Our readers have likely heard the statistic that the divorce rate among couples in their 50s and older is increasing. If you are 50 or older, you need to consider a number of things younger people don't have to worry about when they divorce in order to help protect your financial security as a newly-single person.
Retirement savings is a crucial consideration. You and your spouse likely have IRAs, 401(k)s and/or pensions. One or both of you may have already started collecting Social Security or military benefits. That's why it's essential that you have an experienced Florida family law attorney who can advise you on ways to ensure that you don't lose the money that you've been counting on to live comfortably during your retirement years. It may be worthwhile to hire a financial advisor as well.

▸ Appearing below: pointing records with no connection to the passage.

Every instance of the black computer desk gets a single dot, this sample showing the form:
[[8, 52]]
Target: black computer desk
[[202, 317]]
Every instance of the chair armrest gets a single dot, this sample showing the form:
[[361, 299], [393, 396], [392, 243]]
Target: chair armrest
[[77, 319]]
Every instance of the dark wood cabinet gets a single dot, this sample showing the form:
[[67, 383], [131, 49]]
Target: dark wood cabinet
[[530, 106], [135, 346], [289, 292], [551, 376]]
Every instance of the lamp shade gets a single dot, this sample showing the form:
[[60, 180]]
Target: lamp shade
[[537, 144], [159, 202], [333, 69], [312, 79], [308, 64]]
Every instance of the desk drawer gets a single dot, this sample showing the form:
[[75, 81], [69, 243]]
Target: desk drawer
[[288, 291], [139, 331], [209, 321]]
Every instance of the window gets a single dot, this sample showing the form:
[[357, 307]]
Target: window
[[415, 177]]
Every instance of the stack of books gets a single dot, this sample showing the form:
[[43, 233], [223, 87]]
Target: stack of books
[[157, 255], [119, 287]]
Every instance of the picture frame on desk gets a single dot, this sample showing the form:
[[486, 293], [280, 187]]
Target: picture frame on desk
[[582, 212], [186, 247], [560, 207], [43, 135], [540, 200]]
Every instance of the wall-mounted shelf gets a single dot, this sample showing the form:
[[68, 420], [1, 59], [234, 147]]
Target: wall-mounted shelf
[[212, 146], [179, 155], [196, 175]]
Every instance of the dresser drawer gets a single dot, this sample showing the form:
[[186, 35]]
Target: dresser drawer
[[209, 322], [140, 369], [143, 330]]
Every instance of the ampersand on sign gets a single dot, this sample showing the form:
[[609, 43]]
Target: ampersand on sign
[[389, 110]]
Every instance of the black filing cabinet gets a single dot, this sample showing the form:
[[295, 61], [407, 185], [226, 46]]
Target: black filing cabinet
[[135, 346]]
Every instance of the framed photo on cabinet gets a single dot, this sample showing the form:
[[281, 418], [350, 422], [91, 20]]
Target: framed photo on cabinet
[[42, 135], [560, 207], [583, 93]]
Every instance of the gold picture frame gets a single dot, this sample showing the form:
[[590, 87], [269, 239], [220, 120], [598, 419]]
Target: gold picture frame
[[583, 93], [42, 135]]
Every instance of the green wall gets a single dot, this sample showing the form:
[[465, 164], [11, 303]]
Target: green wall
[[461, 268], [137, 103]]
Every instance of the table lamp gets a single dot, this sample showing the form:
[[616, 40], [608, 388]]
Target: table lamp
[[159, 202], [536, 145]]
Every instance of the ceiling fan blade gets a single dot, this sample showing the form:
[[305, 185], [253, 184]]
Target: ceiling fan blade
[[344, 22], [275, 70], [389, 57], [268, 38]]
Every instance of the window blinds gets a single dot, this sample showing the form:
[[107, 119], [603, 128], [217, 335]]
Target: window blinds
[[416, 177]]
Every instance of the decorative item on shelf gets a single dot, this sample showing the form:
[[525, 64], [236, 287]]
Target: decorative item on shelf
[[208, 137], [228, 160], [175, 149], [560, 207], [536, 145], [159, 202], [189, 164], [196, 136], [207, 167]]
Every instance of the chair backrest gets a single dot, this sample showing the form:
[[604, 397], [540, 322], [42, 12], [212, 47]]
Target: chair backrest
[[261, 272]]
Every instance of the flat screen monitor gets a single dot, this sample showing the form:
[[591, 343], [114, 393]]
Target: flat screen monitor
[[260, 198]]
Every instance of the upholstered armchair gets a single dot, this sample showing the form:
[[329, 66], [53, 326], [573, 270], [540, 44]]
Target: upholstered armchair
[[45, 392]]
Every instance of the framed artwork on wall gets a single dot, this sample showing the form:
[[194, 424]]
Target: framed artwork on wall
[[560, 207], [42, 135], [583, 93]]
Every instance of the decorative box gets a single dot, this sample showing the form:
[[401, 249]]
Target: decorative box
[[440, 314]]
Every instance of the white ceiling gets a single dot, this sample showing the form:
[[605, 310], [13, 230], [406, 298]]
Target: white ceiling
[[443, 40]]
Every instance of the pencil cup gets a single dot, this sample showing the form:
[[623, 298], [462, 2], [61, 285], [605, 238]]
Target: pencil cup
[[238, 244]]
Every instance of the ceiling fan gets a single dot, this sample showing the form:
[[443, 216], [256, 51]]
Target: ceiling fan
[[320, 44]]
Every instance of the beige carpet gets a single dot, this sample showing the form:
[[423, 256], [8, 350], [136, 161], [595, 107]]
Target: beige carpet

You likely have less time left in the workforce, assuming that you're not already retired, than younger people do to make up for a settlement that isn't in your favor. That's why those retirement funds need to be a major focus of your divorce settlement.
Many older women who divorce haven't been in the workforce, at least full time, for many years. Therefore, getting a job at this stage of life that can support them can be extremely challenging. Your spousal support should take that factor into consideration.
On average, the household income and assets for women who divorce after 50 drop by more than 40 percent. For men, the drop in income isn't as great, but the drop in asset value is nearly the same as it is for women. That can make for a big change in lifestyle.
There are things you can do to help adjust to your new financial reality after divorce. For example:
-- Once your retirement accounts are sorted out, increase your IRA and 401(k) contributions as much as possible. If you're 50 or older, you can take advantage of the IRS's allowances for "catch-up" contributions. -- Downsize your living situation. With children grown and out of the house, many divorcing couples take this opportunity to sell their family residence and downsize to something smaller, less expensive and easier to manage.
Your Florida family law attorney can work to help you protect your financial future as you embark on this new phase of your life.